Der Hirsch, den sie vor dem Fenster entdeckt, wird Teil einer Erzählung, in der Sisi heiratet. Und es folgen Zitate von Susan Sontag über die Fotografie, die sich, obwohl in Englisch, nahtlos einfügen in die anderen Stränge, die in der Zeit springen und sich doch angenehm gleichzeitig anfühlen.
Die Essaysammlung ist oft sehr persönlich. Tabea Steiner erinnert sich an ihre Kindheit im Dorf. «Es liegt in einer weiten Niemandslandschaft, über die sich ein amerikanischer Himmel spannt.» Man erfährt, dass Steiner ohne Fernseher und Radio aufwuchs – subtile Referenzen an das frühere freikirchliche Umfeld.

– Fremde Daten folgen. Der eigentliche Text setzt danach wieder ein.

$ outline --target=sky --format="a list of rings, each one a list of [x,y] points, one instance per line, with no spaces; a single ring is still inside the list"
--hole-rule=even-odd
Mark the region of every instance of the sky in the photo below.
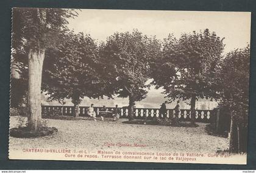
[[[167,38],[169,34],[179,38],[183,33],[208,29],[219,37],[225,37],[224,54],[236,48],[243,48],[250,43],[249,12],[123,10],[81,10],[78,12],[77,17],[69,20],[69,28],[76,33],[90,34],[98,42],[105,41],[116,32],[132,31],[135,29],[148,36],[155,35],[160,40]],[[161,93],[163,91],[152,86],[148,97],[136,103],[137,107],[158,108],[166,100]],[[91,103],[94,103],[95,106],[113,107],[116,104],[119,106],[127,105],[127,98],[115,98],[115,100],[105,98],[100,101],[85,98],[81,105],[88,106]],[[216,105],[216,102],[205,101],[197,102],[196,107],[200,109],[202,104],[205,103],[206,108],[212,109]],[[67,105],[72,105],[70,101],[67,102]],[[167,105],[169,108],[174,106],[174,102]],[[189,108],[185,104],[182,107]]]
[[[207,28],[225,37],[224,53],[250,43],[250,12],[83,9],[78,13],[78,17],[69,20],[69,29],[99,41],[115,32],[134,29],[162,40],[169,34],[179,38],[183,33]]]

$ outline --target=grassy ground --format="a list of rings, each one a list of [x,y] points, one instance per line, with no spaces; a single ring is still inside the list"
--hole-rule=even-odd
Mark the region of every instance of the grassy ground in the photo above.
[[[18,117],[10,117],[10,128],[17,126]],[[196,128],[163,125],[129,124],[113,119],[93,121],[86,118],[79,120],[47,119],[48,126],[59,132],[51,136],[37,138],[10,137],[10,149],[23,148],[76,148],[90,150],[126,149],[124,147],[104,145],[104,143],[140,144],[143,150],[161,152],[216,152],[228,147],[227,138],[208,135],[207,124],[197,123]],[[133,147],[141,150],[141,147]]]

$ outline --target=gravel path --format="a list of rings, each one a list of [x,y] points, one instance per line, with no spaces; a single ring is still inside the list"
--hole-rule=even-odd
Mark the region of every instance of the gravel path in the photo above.
[[[10,127],[16,127],[18,117],[10,117]],[[10,149],[23,148],[68,148],[89,150],[126,150],[132,147],[107,146],[105,143],[144,145],[143,151],[196,152],[215,153],[228,147],[227,138],[207,134],[207,124],[199,127],[175,127],[160,125],[124,124],[126,119],[113,122],[91,120],[66,121],[48,119],[48,127],[55,127],[59,132],[54,135],[37,138],[10,137]],[[133,150],[141,150],[133,147]]]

Ihre Erfahrungen als Lehrerin sind im titelgebenden Essay eingearbeitet. Sie verknüpft die Geschichte der Spyri-Figur Heidi, die lesen und schreiben lernt, mit jener von Kindern migrierter Eltern, die sich «Deutsch als Zweitsprache» aneignen.

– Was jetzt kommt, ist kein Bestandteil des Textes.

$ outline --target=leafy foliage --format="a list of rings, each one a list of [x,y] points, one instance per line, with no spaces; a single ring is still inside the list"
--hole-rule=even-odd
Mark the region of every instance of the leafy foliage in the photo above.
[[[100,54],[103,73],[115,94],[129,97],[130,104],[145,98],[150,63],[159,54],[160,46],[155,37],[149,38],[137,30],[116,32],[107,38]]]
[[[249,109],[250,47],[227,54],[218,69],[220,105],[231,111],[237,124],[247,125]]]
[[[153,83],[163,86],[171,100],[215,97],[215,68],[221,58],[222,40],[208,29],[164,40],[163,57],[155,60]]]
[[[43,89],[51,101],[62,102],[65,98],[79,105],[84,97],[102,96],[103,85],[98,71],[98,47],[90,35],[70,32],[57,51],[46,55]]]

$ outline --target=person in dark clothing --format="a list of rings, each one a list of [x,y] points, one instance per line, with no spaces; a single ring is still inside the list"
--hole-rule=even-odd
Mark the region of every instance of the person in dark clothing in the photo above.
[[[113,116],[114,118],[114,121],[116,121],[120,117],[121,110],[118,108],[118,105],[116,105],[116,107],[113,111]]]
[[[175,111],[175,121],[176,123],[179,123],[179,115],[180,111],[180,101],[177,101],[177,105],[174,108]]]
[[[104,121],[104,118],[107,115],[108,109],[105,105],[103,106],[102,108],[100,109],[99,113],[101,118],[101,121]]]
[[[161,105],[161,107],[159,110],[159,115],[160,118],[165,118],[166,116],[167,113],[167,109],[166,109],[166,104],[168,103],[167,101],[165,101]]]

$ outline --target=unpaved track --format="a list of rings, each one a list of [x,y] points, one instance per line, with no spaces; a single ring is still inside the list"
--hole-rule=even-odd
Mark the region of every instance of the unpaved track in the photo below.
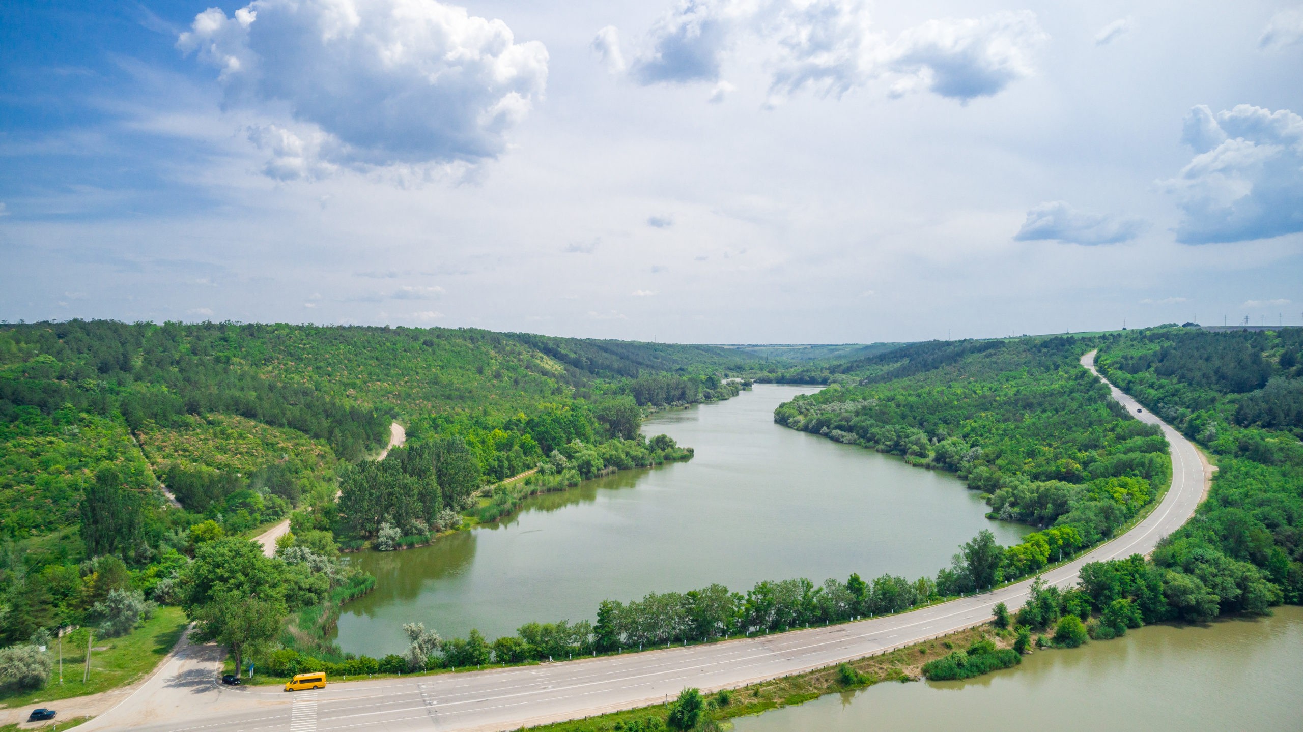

«Ein Essay gewährt mehr Spielraum, Dinge auszuprobieren», sagt Tabea Steiner im «St. Galler Tagblatt» zum neuen Buch. Dieser Spielraum fühlt sich leicht an, obwohl die Themen oft vielschichtig und schwer sind. Doch Steiners unaufgeregte Sprache und die Klarheit ihrer Gedanken haben etwas Tröstliches.
Tabea Steiner
Heidi kann brauchen, was sie gelernt hat
144 Seiten
(Bücherlese 2024)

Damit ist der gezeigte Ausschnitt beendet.